Разгром - Золя Эмиль. Страница 12
На следующее утро 106-й полк отправился одним из первых; солдат впихнули в вагоны для скота. Вагон, где разместился взвод Жана, был так набит, что Лубе уверял: «Некуда плюнуть!» Пищу и на этот раз роздали беспорядочно: солдаты получили вместо причитавшегося им довольствия много водки, и поэтому все были пьяны, бесновались, орали и горланили похабные песни. Поезд мчался; в вагоне, окутанном табачным дымом, нельзя было различить друг друга; было невыносимо жарко; от этой кучи тел пахло потом; из черного поезда доносились брань и рев, которые заглушали грохот колес и затихали вдали, в угрюмых полях. И только в Лангре солдаты поняли, что их везут обратно в Париж.
– Эх, черт подери! – повторял Шуто, уже царивший в своем углу как бесспорный властитель дум благодаря своему всемогущему дару краснобайства, – Конечно, нас выстроят в Шарантоие, чтобы помешать Бисмарку прийти на ночевку в Тюильри.
Солдаты корчились от смеха, находили слова Шуто очень забавными, не зная почему. Да и все то, что они видели в дороге, вызывало свист, крик и оглушительный смех: и крестьяне, стоявшие вдоль железнодорожного полотна, и люди, которые в тревоге ждали поездов на маленьких станциях, надеясь узнать новости, – вся испуганная, трепещущая перед нашествием Франция. А перед сбежавшимися жителями только мелькал паровоз и белый призрак поезда, окутанного паром и грохотом, и прямо в лицо им несся рев всего этого пушечного мяса, увозимого с предельной быстротой.
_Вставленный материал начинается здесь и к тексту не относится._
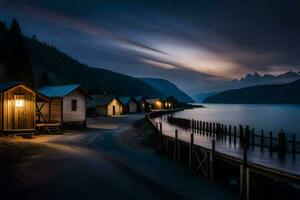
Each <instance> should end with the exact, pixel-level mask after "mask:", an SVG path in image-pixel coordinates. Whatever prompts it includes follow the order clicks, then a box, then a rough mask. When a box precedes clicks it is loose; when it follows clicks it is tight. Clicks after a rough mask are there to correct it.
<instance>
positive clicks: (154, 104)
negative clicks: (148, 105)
mask: <svg viewBox="0 0 300 200" xmlns="http://www.w3.org/2000/svg"><path fill="white" fill-rule="evenodd" d="M146 101H147V102H148V103H149V108H150V109H151V110H161V109H164V101H163V100H161V99H146Z"/></svg>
На одной станции, где поезд остановился, три хорошо одетые дамы, богатые горожанки, раздавали солдатам чашки бульона и имели крупный успех. Солдаты плакали, благодарили, целовали им руки.
Но дальше опять раздались гнусные песни, дикие крики. И вскоре, за Шомоном, поезд встретился с другим, с поездом артиллеристов, которых посылали в Метц. Ход замедлился; солдаты обоих поездов братались и бешено кричали. Артиллеристы были, наверно, еще пьяней, они стояли, высунув в окна ткулаки, и одержали верх, заорав с такой отчаянной силой, что заглушили все:
– На бойню! На бойню! На бойню!
Казалось, пронесся великий холод, ледяной кладбищенский ветер. Внезапно наступила тишина, и послышалось хихиканье Лубе:
– Невесело, ребята!
– Да, они правы! – объявил Шуто тоном кабацкого оратора. – Противно, что столько славных парней посылают на убой ради каких-то гнусных историй, в которых они не понимают ни аза.
Он продолжал. Это был развратитель, бездельник-маляр с Монмартра, гуляка и кутила, который плохо переварил обрывки речей, слышанных на собраниях, смешивая возмутительные глупости с великими принципами свободы и равенства. Он знал все, он поучал товарищей, особенно Лапуля, обещая сделать его молодцом.
– Так вот, старина, дело очень простое!.. Если Баденге и Бисмарк не поладили, пусть разрешают свой спор сами, кулаками, не беспокоя сотни тысяч людей, которые даже не знают друг друга и не желают драться.
Весь вагон хохотал в восторге от остроумия Шуто, а Лапуль, не зная, кто такой Баденге, неспособный даже ответить, воюет он за императора или за короля, повторял, как непомерно выросший ребенок:
– Конечно, пусть подерутся, а потом можно и чокнуться!
А Шуто повернулся к Пашу и принялся за него: – Вот ты веришь в господа бога… Твой господь бог запретил драться. Так как же ты здесь, простофиля?
– Что ж, – ответил ошеломленный Паш, – я здесь не ради своего удовольствия… Только жандармы…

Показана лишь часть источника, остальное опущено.